Gratitude can too easily devolve into a self-satisfied, “I’m so lucky I’m not them.” My daughter, for example, could very well have settled for feeling lucky (for once!) to have grown up in Florida, and extra lucky to have landed a spot in one of the nation’s most exclusive universities. But she looked around and didn’t see luck or merit. She saw inequity that is baked into people’s lives from birth.
- When gratitude reinforces unfair power relationships. I was grateful to the University of Pennsylvania’s no-debt tuition policy, which made a top-notch education affordable for a middle-class family. And I warned my daughter more than once about biting the hand that was feeding her. But she had no such qualms. And she didn’t think Philadelphia public schools should either. Most Ivy League schools provide their local municipalities with Payments In Lieu of Taxes (PILOTS), which acknowledge that these bastions of the world’s wealthy enjoy tax exempt status in some of the poorest urban areas in the country. Just because they don’t have to pay taxes, doesn’t mean they shouldn’t.
That year, when my daughter attended the university president’s annual holiday dinner for students, she and her friends brought along a bullhorn. They staged a sit-in, and the push for PILOTS at Penn had begun in earnest.
- When gratitude undermines striving for change. In the 2018 paper The Harmful Side of Giving Thanks, researchers Inna Ksenofontov and Julia C. Becker ran a series of experiments that showed that low-power groups are less motivated to challenge the status quo if a high powered group provides a favor and then the low-power group expresses thanks.
For years, Penn argued that the university’s “enormous contributions” to the city precluded the need for PILOTS — and for years grateful city leadership agreed. But recently, the pendulum began to turn, especially once more than 700 faculty and staff signed a petition for PILOTS.
Last week, Penn President Amy Gutmann announced that the university will donate $100 million for asbestos and lead abatement in Philly’s schools over the next 10 years. It’s not quite PILOTS. But it’s a huge step in the right direction, and a model for the other tax-exempt universities and hospitals that crowd the city center.
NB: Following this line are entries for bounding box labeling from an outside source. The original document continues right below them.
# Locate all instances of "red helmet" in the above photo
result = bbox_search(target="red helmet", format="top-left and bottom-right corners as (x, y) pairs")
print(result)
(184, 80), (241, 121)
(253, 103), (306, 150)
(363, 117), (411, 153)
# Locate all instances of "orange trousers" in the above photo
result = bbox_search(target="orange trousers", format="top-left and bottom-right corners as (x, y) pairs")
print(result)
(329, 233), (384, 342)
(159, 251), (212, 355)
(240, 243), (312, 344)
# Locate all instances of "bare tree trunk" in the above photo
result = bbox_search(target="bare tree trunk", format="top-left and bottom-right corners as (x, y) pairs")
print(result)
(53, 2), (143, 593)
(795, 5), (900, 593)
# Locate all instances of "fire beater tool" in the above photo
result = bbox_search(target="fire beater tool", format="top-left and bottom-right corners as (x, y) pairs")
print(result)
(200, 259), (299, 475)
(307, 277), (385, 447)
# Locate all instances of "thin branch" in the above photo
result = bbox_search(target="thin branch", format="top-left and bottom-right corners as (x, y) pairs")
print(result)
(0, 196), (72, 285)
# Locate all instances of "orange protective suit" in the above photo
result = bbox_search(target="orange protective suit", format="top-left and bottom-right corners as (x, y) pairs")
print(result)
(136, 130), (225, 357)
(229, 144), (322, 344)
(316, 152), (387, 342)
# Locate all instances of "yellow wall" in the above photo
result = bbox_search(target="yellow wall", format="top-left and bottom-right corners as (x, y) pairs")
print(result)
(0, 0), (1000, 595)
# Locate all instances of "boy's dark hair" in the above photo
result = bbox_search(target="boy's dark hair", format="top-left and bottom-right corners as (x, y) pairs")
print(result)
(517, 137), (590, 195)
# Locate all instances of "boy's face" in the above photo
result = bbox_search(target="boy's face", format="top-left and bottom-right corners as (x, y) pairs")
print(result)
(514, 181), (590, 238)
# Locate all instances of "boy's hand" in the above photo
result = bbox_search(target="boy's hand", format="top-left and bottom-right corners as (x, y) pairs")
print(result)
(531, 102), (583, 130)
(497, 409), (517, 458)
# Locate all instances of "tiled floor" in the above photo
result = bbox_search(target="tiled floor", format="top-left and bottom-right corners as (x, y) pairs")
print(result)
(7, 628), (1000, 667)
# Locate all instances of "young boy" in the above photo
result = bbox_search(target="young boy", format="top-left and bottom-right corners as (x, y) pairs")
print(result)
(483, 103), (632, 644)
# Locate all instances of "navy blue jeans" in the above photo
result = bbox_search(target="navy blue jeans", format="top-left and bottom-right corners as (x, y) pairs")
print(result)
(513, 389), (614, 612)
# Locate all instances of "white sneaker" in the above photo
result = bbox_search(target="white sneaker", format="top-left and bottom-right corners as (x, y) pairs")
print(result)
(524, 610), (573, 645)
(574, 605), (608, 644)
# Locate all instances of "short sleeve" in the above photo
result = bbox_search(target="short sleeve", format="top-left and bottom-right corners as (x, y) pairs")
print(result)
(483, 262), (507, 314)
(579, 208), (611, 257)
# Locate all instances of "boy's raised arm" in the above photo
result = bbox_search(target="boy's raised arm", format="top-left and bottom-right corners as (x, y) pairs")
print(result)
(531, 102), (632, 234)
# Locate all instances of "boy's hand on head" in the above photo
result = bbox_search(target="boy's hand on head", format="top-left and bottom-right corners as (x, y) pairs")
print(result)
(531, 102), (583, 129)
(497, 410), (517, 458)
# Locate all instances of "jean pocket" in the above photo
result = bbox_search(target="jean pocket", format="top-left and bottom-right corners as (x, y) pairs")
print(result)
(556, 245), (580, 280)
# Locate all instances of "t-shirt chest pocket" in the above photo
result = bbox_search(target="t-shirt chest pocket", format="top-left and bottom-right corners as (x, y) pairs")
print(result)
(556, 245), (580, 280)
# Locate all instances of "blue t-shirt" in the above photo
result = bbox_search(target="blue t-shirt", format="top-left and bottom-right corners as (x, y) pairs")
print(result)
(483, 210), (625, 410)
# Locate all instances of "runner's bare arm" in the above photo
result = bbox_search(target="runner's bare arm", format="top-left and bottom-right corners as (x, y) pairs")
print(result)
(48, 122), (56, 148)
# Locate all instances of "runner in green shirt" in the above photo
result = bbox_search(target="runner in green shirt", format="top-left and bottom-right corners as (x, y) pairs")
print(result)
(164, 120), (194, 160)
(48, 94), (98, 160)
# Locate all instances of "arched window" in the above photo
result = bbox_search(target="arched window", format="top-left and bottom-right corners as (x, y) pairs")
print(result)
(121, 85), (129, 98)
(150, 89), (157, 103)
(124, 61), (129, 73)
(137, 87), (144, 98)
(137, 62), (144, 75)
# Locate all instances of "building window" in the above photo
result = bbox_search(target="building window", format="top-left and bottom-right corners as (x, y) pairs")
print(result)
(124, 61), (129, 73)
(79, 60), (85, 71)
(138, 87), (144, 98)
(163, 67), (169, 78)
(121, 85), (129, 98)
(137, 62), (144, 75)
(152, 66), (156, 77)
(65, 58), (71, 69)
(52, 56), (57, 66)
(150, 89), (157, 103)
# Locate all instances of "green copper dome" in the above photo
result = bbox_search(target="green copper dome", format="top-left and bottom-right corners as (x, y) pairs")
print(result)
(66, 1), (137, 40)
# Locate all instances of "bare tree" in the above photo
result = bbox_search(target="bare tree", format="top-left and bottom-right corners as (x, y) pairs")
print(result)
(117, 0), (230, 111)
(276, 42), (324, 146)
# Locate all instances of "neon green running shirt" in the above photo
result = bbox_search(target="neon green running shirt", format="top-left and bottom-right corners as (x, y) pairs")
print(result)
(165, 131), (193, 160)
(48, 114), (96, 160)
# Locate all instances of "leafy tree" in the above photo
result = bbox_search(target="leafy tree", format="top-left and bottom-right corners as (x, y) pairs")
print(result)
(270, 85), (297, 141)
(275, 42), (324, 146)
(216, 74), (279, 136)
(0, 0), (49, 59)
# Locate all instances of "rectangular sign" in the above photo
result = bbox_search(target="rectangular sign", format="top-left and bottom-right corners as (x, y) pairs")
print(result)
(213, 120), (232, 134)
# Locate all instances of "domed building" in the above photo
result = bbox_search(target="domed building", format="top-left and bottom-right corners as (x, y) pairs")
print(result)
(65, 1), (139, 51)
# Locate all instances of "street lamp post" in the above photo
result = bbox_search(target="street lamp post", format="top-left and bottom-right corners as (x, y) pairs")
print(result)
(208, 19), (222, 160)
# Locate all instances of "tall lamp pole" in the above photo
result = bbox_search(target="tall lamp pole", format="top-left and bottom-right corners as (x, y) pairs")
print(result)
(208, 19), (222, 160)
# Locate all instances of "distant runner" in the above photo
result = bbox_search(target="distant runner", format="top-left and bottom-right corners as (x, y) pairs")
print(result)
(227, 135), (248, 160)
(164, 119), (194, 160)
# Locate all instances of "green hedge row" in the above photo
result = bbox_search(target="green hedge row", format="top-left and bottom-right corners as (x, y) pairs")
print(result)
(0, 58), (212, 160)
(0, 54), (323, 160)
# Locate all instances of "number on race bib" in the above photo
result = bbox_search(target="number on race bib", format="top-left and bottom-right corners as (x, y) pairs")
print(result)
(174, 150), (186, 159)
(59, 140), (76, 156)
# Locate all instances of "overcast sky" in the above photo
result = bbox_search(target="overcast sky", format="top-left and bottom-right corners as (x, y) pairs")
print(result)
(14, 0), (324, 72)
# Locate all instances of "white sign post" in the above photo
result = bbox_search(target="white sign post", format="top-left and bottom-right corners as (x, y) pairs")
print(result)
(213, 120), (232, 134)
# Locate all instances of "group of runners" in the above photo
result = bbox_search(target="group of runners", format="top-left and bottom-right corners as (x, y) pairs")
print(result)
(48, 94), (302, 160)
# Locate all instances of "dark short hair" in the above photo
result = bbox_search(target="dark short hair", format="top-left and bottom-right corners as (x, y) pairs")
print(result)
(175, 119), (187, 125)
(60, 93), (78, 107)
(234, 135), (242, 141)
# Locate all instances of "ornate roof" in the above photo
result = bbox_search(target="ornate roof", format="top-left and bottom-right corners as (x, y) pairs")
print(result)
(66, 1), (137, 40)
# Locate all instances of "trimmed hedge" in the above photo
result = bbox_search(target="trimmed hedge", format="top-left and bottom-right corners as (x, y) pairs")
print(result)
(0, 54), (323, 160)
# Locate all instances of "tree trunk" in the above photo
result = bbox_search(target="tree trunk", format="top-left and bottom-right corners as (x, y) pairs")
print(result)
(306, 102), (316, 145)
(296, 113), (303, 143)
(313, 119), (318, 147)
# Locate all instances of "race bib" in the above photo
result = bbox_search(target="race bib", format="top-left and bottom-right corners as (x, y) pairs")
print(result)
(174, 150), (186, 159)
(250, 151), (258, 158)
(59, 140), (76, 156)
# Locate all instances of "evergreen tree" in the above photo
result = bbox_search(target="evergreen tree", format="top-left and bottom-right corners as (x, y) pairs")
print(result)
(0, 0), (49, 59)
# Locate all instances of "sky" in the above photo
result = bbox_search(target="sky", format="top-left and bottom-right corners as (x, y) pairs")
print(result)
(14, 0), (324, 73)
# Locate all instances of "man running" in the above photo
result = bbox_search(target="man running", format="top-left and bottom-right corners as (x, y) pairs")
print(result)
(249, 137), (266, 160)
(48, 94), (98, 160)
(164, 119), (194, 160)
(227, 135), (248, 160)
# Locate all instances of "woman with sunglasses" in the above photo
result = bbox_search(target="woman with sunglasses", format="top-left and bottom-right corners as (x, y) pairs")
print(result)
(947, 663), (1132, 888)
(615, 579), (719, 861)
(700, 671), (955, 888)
For my daughter and other PILOTS supporters, it’s a victory. But their work is not finished — and gratitude should not diminish their resolve. Yes, thank goodness, thanks to Penn, Philly public school students will be less likely to be poisoned at school. But there is still much work to be done to ensure they have the learning opportunities they need to get a fair chance at fulfilling their potential.
A Thanksgiving wish
This year, as you bow your head to give thanks, when you look up, I hope you look beyond your front door and around your community. Make sure your gratitude isn’t a shield that allows you to turn a blind eye to the inequities that surround us.
There’s some good trouble out there, waiting for you to find it. But you might have to be a little bit ungrateful to spot it.
Sara Isaac is a principal at Marketing for Change. She is often both grateful and pissed off at the same time.